I expect this is how it is. He wakes in the morning having had dreams about death, or about pain, or about desperation. The knowledge that his children have died doesn't hit him all over again, as it has sat with him even in his sleep. A heaviness hangs in his room but he has to get up to go to work. The sun is shining which is such a mismatch with his reality. He has breakfast in the kitchen and knows only how quiet it is without three toddlers to join him. He gets things done at work, holds conversations, writes, chats, goes to meetings, whatever, but there is a weight on his shoulders that never lifts and all the time he knows there is something very wrong. He wonders about his ability to function, but appreciates having something different to think about for a while. At home again he greets his wife in the still quiet house.

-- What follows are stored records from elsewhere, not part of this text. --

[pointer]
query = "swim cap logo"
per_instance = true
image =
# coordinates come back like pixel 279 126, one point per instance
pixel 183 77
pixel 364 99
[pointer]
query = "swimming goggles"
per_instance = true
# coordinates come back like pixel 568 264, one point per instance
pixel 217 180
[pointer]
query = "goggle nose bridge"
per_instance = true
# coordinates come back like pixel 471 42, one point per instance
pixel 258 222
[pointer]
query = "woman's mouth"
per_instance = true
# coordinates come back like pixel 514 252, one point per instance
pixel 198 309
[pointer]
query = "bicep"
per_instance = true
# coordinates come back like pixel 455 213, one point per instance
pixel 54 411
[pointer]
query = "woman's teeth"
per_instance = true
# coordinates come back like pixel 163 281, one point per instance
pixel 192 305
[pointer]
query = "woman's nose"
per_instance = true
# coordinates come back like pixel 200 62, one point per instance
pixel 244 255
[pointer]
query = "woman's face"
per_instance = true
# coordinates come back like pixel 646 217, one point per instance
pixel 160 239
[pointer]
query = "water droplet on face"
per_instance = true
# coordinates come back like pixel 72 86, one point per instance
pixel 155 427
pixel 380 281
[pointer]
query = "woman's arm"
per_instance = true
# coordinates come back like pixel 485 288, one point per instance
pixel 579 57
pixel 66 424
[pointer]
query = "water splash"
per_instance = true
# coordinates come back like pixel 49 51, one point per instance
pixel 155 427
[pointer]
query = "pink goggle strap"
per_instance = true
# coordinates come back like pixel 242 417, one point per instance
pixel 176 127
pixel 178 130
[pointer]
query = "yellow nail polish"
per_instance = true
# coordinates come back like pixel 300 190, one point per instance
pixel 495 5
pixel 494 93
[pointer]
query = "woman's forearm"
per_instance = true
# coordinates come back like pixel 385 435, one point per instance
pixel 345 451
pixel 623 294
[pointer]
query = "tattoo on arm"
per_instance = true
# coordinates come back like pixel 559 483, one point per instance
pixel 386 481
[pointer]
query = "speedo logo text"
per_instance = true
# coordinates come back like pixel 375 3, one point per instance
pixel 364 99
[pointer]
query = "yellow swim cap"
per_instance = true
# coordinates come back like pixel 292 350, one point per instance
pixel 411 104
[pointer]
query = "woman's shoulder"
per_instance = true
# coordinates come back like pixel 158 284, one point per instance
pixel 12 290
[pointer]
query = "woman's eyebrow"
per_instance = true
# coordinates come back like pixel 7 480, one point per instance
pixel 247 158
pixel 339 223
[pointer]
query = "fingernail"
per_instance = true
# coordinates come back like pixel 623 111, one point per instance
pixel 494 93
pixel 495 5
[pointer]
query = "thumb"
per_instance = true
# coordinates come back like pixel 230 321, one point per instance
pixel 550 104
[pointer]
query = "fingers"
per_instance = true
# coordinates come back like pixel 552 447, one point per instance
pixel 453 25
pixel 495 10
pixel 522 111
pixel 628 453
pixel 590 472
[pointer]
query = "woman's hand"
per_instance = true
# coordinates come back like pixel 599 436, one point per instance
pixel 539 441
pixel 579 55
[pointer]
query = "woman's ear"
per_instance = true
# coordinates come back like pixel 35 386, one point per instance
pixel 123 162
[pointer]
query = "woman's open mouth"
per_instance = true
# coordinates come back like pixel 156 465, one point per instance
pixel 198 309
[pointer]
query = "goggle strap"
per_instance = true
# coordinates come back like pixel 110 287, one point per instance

They have dinner, but it hardly seems to matter what they eat as there are no children to feed and nurture. The kids plates are still in the cupboard, they reach past them to get their own. With noone to bathe or put to bed, the evening feels long. Nothing seems worth doing. TV is either too cheery or too sad. So are novels. Newspapers are full of news that doesn't really matter anymore. He gets a few things done then heads for bed, wary of the thoughts that come with the darkness. And aware that tomorrow is the weekend. Everyone will be out with their kids. So they'll probably just stay at home.
And there's the crying of course. That's not for writing about.
So yes, he does indeed think of his children every day. But he doesn't need to be reminded.
I know nothing about the Weekes family or how they manage this journey and their grief. Neither is it any of my business. This is entirely how I imagine it to be based on my own experience.